Sure enough in six weeks she was back and handed me her grandfathers cheque. I only glanced at it briefly as I was not concerned about security because we were waiting for it to clear. As I glanced at it I saw the bank name Coutts and Co. This is a very exclusive bank in London and their most important customer is the Queen. When I saw it I thought to myself how pretentious, and I rang it up and placed it in the till. After she had gone, out of curiosity, I took it back out as I had not seen one up close before and then I noticed the signature, just one word, a place in Scotland. The printed name in full was "The Duke of ....."


Now you can see why I thought it appropriate to insert my anecdote here. This Duke, since deceased, was quite a significant Duke, even in the list of Dukes.


Later in the doctor's waiting room I was flipping through a glossy magazine which had a feature on the top ten biggest landowners in Britain. At the top was The Queen, closely followed by my Duke in position number two. He appeared to own quite a lot of Scotland, 217,000 acres (87,000 hectares) to be precise, and I was waiting for his cheque to clear. The Duke had 10 other Lordly titles, two stately homes, a castle and a palace. That's why he must have needed so many pictures.


When I told my boss, he was very proud of me and he photo-copied the cheque as a souvenir, before depositing it in the bank, he said you can't be too careful.


So, back to the Duke of Bedford. When I saw all the grand buildings in Tavistock and read that he had built 100 cottages for his miners I wondered what his own house must look like. So here it is. Well, just under half of it. More than half of it was demolished in 1950.


This was once the main Post Office as you can tell from the overkill in mail boxes at the front. Not just double fronted but two of them. Today it is a supermarket with a small Post Office counter.


The mail boxes are some of the Covid Priority boxes for mailing test samples.

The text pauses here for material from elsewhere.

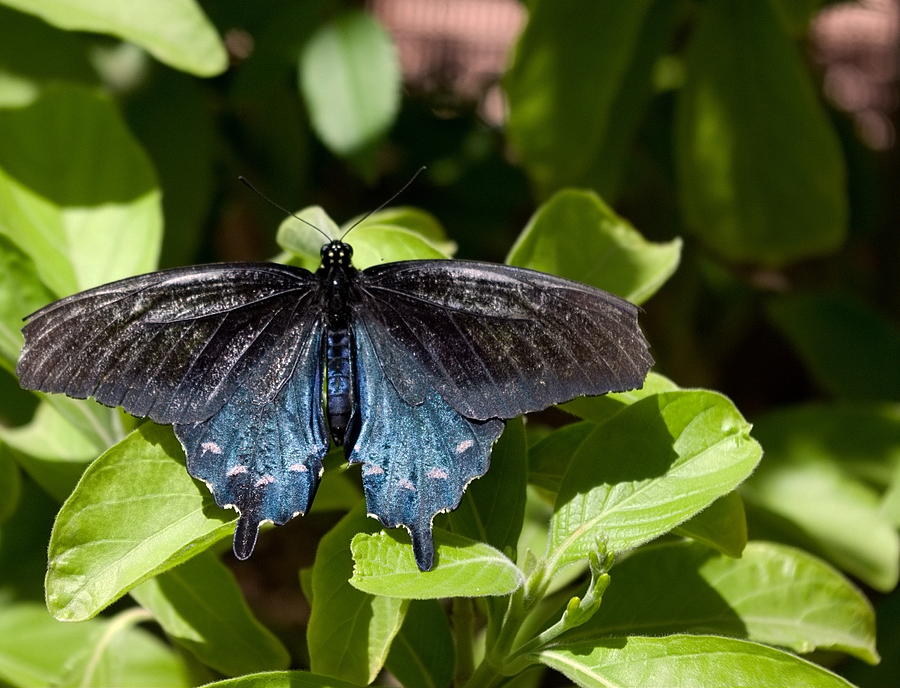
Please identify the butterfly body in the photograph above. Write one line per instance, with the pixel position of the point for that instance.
(412, 366)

It means they have guaranteed collections including Saturday and Sunday. The mail also receives special handling.


This is the river Tavi and the riverside walk, again lined with castellations. The Tavi is a tributary of the river Tamar which forms most of the border between Devon and Cornwall.

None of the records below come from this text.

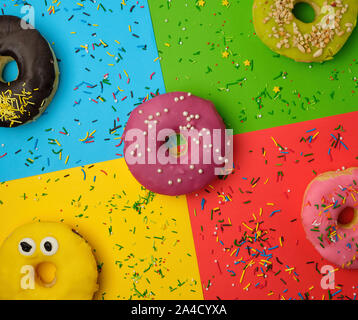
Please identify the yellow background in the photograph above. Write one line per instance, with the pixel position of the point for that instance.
(142, 241)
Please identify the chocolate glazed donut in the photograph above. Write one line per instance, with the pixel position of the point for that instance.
(26, 98)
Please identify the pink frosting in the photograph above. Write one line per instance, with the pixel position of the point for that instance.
(326, 197)
(173, 111)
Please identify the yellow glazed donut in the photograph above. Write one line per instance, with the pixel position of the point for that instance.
(317, 41)
(49, 261)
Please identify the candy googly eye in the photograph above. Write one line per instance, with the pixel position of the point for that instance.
(49, 246)
(27, 247)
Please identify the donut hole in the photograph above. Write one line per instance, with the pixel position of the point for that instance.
(347, 217)
(9, 69)
(177, 145)
(304, 12)
(46, 274)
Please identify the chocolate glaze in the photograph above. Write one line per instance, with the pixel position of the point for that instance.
(36, 64)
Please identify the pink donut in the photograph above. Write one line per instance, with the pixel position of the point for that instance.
(169, 139)
(330, 216)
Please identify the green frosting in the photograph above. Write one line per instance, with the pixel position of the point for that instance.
(318, 41)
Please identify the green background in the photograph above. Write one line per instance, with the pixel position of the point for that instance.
(191, 40)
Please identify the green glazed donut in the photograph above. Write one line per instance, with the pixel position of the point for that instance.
(282, 32)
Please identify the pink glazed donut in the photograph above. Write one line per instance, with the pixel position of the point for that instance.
(166, 144)
(330, 216)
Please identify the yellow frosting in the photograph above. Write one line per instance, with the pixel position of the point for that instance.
(66, 271)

Back in Tavistock's main square is the Town Hall with castellations.

A look back to the side view of the Bedford Hotel, with castellations and lots and lots of chimneys. Every chimney would have indicated a maid carrying buckets of coal.

Through the Gothic portico at the Town Hall, into the main square.

Here is the museum selling books and maps. This map gives an indication of the number of mines surrounding the town. The small black shapes are the engine houses, a distinctive structure erected over the past 200 years to house the water pumping engines or winding engines serving the mines below.

This is a remaining engine house in nearby Cornwall.

This well camouflaged artwork below is The Tree by Rosie Fierek. I only just spotted it because it was hidden in the shadows. In fact when I was photographing it a local couple stopped to express surprise that it was there as they walk past every week and had never noticed it. They thanked me for drawing it to their attention. I will leave the explanation to the detail shown below.





The fruits of the tree represent aspects of the town and this poor quality close up below is only included as a clue to Tavistock Part 3 as this aspect will form the core of the third part.

A few market stalls were scattered around the square, but Tavistock's world famous Pannier Market will have to wait for another visit. Situated at the very heart of the historic town is the ancient Pannier Market. The Market was granted its Royal Charter in 1105 and has survived without a break for over 900 years. The intense heat and the fact that it is in a covered hall where I would have to wear a mask, precluded photographing it on this visit.